Fri. Jan 24th, 2025

Anti-abortion activists attended the annual March for Life rally on the National Mall on Jan. 19, 2024, in Washington, D.C. (Photo by Anna Moneymaker/Getty Images)

President Donald Trump pardoned 23 protesters convicted of blocking access to abortion clinics — a federal crime — on Thursday.

The protesters were prosecuted under the Freedom of Access to Clinic Entrances Act, a law that bans “threats of force, obstruction and property damage intended to interfere with reproductive health care services.” The statute was created in the 1990s after a wave of bombings and assassinations at abortion clinics. People who attack anti-abortion crisis pregnancy centers have also been convicted under the FACE Act.

Trump’s announcement comes as anti-abortion advocates gather for the 52nd annual March for Life rally today in Washington, D.C. Vice President J.D. Vance and top congressional Republicans are set to speak at the event.

The rally starts at noon, and Trump is scheduled to speak by video around 4:30 p.m. ET, according to Politico. He was the first sitting president to appear in person at a March for Life rally five years ago.

Organizers of the rally announced Vance as a last-minute speaker on Thursday. His fellow party members, Senate Majority Leader John Thune and Speaker of the House Mike Johnson, were already slated to attend.

“We are thrilled that Vice President Vance has chosen the National March for Life for his first public appearance in his new role — a sign of his commitment to standing up for life,” Jeanne Mancini, president of March for Life, and Jennie Bradley Lichter, the group’s president-elect, said in a statement.

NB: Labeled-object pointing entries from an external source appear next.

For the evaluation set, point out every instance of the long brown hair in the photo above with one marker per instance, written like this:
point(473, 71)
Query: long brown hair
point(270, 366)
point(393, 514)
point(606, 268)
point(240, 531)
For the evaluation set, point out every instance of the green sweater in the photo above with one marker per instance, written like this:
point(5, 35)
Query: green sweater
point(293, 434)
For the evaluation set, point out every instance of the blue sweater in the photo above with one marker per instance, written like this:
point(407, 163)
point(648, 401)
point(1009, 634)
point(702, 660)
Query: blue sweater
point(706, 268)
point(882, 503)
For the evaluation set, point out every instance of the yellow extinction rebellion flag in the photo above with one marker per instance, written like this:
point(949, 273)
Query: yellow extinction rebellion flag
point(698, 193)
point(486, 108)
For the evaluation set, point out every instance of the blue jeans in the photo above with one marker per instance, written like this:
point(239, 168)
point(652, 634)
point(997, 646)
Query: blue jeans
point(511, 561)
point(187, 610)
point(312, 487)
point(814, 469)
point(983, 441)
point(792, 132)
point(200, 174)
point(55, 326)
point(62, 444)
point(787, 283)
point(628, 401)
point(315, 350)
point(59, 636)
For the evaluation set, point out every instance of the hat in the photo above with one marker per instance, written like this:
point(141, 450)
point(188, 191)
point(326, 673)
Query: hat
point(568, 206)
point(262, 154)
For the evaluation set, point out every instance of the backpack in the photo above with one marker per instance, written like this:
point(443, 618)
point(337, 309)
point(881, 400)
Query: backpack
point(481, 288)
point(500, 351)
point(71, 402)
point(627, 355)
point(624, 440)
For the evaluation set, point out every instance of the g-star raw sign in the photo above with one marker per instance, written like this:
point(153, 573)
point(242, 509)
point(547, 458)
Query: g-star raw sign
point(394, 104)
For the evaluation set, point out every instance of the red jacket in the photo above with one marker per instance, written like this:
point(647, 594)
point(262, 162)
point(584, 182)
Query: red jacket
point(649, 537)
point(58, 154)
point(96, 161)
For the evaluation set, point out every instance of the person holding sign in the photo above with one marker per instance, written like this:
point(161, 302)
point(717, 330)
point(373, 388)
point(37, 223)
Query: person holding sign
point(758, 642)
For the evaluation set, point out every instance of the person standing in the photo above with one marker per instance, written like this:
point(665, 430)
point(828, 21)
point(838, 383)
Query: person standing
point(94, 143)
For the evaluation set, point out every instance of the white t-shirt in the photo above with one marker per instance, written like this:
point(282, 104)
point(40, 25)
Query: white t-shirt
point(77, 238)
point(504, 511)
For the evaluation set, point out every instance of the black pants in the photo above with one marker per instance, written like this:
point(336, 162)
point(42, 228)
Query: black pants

President Donald J. Trump disembarks Marine One at Joint Base Andrews, Md. Friday, Sept. 18, 2020, and is escorted to Air Force One by U.S. Air Force personnel. | Official White House Photo by Tia Dufour via Flickr Public Domain

Trump, who takes credit for upending abortion access across the nation, has a history of shifting abortion views. In March 2024, he floated the idea of a national 15-week ban before declaring in April that abortion policy should be left to the states. Trump in October said he would veto a federal ban should such legislation reach his desk, but there are several ways members of his executive branch could restrict abortion.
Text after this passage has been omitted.